I stored two cars for a total of 31 months in an enclosed, unheated garage, back in 1989-1992. 1966 Coronet 500 and 1972 Satellite Sebring. Long-term storage is obviously a different deal than just six months or so. Do NOT store on jackstands on the unibody jacking points. I stored both in the air to the point where the tires were about an inch off the ground, putting wood blocks under the axle at the spring, and up front, under the A-arms, with the suspension fully loaded. No benefit is gained with letting the suspension hang - this is not the normal state of the suspension, anyway! I also put 36# of air in all of the tires.
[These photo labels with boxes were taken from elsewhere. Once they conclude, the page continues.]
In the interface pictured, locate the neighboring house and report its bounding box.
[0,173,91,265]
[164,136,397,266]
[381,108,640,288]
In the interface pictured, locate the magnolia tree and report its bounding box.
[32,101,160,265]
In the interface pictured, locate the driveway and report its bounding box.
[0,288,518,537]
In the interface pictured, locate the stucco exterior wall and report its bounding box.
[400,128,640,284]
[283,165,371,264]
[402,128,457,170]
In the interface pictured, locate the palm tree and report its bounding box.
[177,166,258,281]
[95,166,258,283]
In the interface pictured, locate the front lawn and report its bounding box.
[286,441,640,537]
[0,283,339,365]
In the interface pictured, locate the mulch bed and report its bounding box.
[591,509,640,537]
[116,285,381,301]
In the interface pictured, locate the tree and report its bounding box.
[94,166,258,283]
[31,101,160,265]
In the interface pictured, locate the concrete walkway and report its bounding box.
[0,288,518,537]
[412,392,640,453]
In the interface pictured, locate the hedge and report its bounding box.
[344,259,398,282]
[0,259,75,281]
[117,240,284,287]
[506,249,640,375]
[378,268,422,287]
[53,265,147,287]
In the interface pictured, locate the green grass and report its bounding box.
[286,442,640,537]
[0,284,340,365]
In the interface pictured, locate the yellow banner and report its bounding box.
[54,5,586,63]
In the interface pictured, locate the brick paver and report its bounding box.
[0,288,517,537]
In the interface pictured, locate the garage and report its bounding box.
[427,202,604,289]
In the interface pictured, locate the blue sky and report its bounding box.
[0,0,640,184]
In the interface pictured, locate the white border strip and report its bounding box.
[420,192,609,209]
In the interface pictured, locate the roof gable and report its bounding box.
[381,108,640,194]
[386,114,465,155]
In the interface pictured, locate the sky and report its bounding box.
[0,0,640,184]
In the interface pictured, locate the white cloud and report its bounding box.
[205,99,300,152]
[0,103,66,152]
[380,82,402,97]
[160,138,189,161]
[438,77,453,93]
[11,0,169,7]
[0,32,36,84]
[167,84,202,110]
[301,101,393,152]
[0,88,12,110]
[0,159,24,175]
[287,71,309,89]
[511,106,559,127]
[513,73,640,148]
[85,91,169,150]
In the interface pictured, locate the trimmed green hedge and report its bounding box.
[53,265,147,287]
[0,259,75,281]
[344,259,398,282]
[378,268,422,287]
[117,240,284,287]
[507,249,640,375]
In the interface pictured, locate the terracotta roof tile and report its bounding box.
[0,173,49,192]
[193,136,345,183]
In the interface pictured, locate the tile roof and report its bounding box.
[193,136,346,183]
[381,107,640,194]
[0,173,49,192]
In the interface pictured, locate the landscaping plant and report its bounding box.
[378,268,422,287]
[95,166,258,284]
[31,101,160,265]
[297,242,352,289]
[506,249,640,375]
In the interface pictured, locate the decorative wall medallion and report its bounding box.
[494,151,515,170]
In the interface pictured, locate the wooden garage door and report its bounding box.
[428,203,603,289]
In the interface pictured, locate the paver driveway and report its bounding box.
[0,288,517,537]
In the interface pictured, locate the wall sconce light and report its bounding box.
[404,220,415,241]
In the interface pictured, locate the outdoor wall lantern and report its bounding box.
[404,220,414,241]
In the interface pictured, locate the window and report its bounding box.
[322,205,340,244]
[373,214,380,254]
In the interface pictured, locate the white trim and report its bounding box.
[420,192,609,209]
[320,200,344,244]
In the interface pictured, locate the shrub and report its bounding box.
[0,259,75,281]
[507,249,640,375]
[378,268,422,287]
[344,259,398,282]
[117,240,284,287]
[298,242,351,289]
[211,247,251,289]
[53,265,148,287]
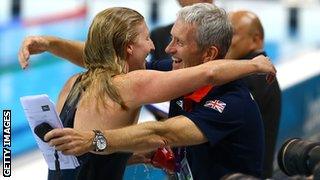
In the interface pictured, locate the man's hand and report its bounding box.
[252,55,277,84]
[18,36,49,69]
[44,128,95,156]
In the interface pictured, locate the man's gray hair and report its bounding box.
[177,3,233,58]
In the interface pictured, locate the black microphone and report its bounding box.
[33,122,53,142]
[33,122,62,180]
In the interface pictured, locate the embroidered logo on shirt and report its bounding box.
[204,100,227,113]
[176,100,183,109]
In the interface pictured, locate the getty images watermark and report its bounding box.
[2,110,11,177]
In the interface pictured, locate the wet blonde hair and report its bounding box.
[74,7,144,110]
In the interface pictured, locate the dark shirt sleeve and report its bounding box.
[183,95,244,146]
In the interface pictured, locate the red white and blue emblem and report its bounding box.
[204,100,227,113]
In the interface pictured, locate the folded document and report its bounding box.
[20,94,79,170]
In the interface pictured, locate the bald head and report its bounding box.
[229,11,264,39]
[178,0,213,7]
[227,11,264,59]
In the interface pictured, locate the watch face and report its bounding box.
[97,136,107,150]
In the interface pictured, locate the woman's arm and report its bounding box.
[124,56,276,106]
[18,36,84,69]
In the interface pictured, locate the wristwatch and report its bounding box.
[92,130,107,152]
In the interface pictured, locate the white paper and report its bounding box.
[20,94,79,170]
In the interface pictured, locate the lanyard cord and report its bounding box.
[54,150,62,180]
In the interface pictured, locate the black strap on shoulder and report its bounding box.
[59,75,81,128]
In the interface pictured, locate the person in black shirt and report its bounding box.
[226,11,281,178]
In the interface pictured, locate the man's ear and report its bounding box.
[203,46,219,63]
[127,43,133,55]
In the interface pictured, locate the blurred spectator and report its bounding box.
[226,11,281,178]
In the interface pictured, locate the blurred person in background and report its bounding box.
[150,0,213,61]
[226,11,281,178]
[21,3,275,179]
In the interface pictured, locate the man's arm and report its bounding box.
[18,36,84,69]
[45,116,207,155]
[122,56,276,107]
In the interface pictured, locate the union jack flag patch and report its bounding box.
[204,100,227,113]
The plastic water vapor barrier is a great idea, whether it is parked on concrete, dirt or gravel.

If you are storing for six months or less, there really isn't a lot to worry about, other than keeping the environment as dry as you can. Store with a full tank of fuel, and use Sta-Bil or similar product to help preserve the crappy fuel we deal with, these days. I also would disconnect the fuel line at the inlet side of the pump after you have run the car to fully warm up, then start the car and run the fuel out of the pump to the carb so it stalls and dies. No worries about a gunked-up fuel line or crap in the carb(s). You'll change the filter before you start the car back up, anyway.

The longest I've let my cars sit has been roughly a year or less. My '69 D300 had been off the road for probably a decade or more. The fuel line was 100% filled with a nasty tar that indicates a LONG time of inoperability. This was from the pump inlet back to the point where the line went up the tank outlet. The pump had been replaced before I got the truck, so the line from there to the carb was new. Replaced the line from the tank to the pump, and replaced the old tank with an excellent used tank. One filter before the pump, and one before the carb. Now, the truck runs great...but I have an inop fuel gauge now. Yay.